In the presence of ANCA antibodies — the hallmark of AAV — immune cells called neutrophils become overactive, leading to the blood vessel inflammation that characterizes the disease.
This causes the release of complement-activating factors, including molecules that break down the C3 protein into C3a and C3b. Eventually, a cycle is created where C3b causes more neutrophils to become active, which will contribute to the damage in AAV.
Because the C3 complement protein is cleaved during neutrophil activation, patients with lower C3 levels at diagnosis have poorer survival outcomes.
Researchers in Korea now aimed to determine whether low C3 levels at diagnosis can identify patients with severe disease, also at the time of diagnosis. Because use of immunosuppressive medicines may influence disease severity and immune system activation, researchers used a group of patients who had never received immunosuppressive drugs.
They examined the medical records of 139 patients with AAV (median age at diagnosis 56.3), including 41 men.
Patients with low C3 levels had cardiovascular disease more often (54.8%) than those with normal levels (20.4%), researchers found. They also had higher disease severity scores – measured with the Birmingham Vasculitis Activity Score — and poorer prognosis — assessed through the five-factor score.
C4, another protein of the complement system, showed a similar correlation with disease activity and prognostic scores.

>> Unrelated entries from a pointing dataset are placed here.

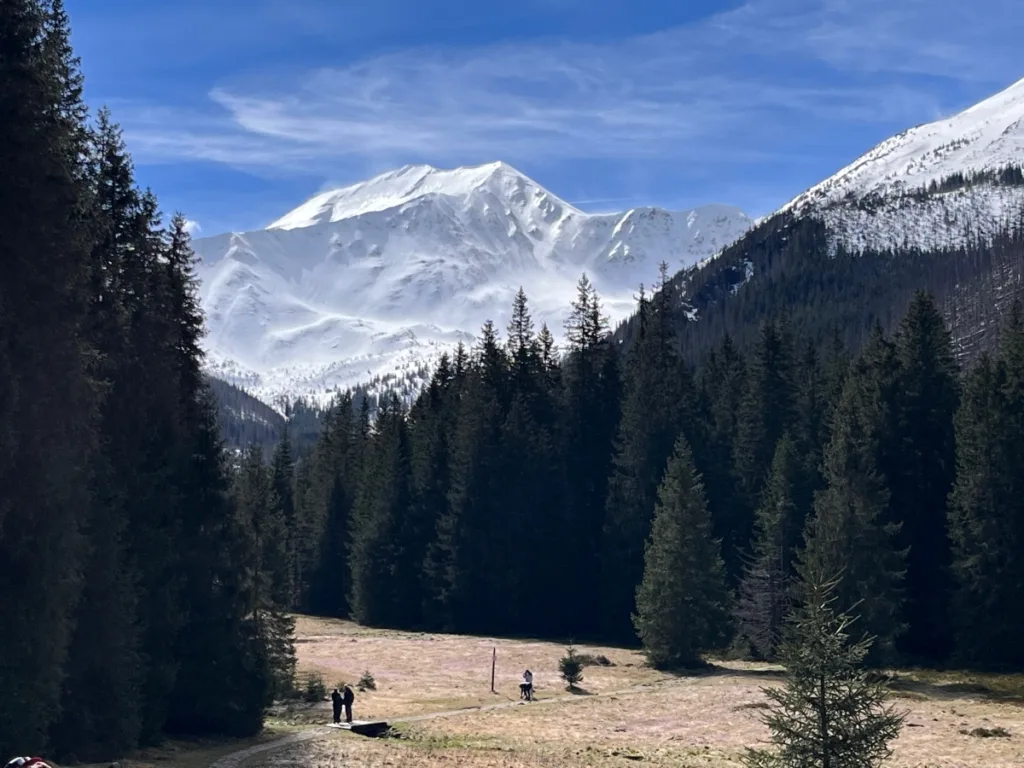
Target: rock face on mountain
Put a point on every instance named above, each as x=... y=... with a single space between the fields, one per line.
x=380 y=278
x=939 y=207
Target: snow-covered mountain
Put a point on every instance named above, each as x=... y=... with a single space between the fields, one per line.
x=895 y=195
x=382 y=276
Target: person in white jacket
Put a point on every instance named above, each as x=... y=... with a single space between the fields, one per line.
x=526 y=686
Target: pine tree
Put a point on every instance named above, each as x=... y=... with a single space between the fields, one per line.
x=848 y=531
x=682 y=603
x=659 y=403
x=47 y=399
x=283 y=469
x=259 y=514
x=530 y=463
x=590 y=417
x=104 y=667
x=379 y=534
x=768 y=410
x=986 y=516
x=765 y=591
x=471 y=553
x=223 y=681
x=723 y=383
x=325 y=520
x=829 y=714
x=922 y=472
x=431 y=422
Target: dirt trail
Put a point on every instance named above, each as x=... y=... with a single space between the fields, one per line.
x=236 y=759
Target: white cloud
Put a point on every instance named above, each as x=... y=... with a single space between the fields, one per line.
x=726 y=89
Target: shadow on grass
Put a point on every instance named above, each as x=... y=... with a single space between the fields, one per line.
x=960 y=685
x=577 y=691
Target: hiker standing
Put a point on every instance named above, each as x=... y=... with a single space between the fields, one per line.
x=336 y=701
x=527 y=685
x=347 y=700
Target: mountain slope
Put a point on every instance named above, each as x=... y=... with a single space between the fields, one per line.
x=939 y=207
x=379 y=278
x=987 y=136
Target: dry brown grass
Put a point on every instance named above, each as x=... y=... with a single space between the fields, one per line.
x=424 y=673
x=705 y=720
x=194 y=754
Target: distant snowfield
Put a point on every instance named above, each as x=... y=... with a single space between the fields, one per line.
x=381 y=278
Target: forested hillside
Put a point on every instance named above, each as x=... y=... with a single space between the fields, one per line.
x=794 y=265
x=519 y=493
x=131 y=596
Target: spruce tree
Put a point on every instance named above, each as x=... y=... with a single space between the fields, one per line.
x=829 y=714
x=723 y=383
x=474 y=557
x=283 y=470
x=682 y=602
x=987 y=506
x=768 y=410
x=332 y=476
x=259 y=515
x=848 y=531
x=223 y=680
x=765 y=590
x=379 y=534
x=431 y=422
x=922 y=471
x=47 y=398
x=659 y=403
x=590 y=417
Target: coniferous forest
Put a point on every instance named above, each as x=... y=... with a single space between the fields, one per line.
x=591 y=495
x=133 y=584
x=611 y=489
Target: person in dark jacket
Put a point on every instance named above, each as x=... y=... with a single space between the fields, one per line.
x=336 y=700
x=347 y=700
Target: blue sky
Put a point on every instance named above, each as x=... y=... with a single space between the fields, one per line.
x=237 y=111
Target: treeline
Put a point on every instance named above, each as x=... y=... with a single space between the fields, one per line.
x=787 y=265
x=132 y=599
x=528 y=492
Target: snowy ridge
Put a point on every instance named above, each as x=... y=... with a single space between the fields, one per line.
x=986 y=136
x=937 y=221
x=381 y=278
x=883 y=200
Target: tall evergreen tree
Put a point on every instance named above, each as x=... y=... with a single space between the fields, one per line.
x=682 y=602
x=987 y=506
x=104 y=667
x=260 y=517
x=283 y=470
x=659 y=403
x=378 y=517
x=223 y=681
x=332 y=474
x=768 y=411
x=590 y=418
x=766 y=588
x=47 y=400
x=723 y=383
x=829 y=714
x=848 y=534
x=472 y=549
x=922 y=472
x=431 y=422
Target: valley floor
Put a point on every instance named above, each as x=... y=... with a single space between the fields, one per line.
x=626 y=714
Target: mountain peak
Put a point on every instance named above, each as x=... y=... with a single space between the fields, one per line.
x=402 y=185
x=987 y=136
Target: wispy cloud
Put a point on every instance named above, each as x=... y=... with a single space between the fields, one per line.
x=727 y=89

Next, researchers divided patients in into two groups — low and normal C3 levels — “because low serum C3 level has more clinical implication than continuous serum C3 level,” they stated.
Additional analysis showed that patients with C3 levels below 90 mg/dl (the low group) at diagnosis were nearly three times more likely to have severe disease, compared to patients with C3 levels of 90 mg/dl or higher (the normal group).
Creatinine, a marker of kidney malfunction, was also closely associated with severe disease at diagnosis.
Patients in the low and normal C3 groups received similar treatment and were followed for roughly the same amount of time. Nevertheless, patients in the low C3 group were five times more likely to develop end-stage liver disease than those with normal C3 levels at diagnosis.
Survival rates, however, were similar for the two groups.
“Low serum C3 level can be an independent predictor of severe AAV and poor renal outcome in immunosuppressive drug-naïve patients at diagnosis,” researchers concluded.
“Therefore, we suggest that physicians should pay more attention to AAV patients with low serum C3 level, try not to miss the clue to imply the high severity of AAV and select the proper induction therapeutic regimens at the time of diagnosis of AAV,” they said.
For most AAV patients, initial laboratory tests already include C3 and C4, to rule out other autoimmune diseases such as lupus. “Thus, no additional medical costs are needed,” investigators said.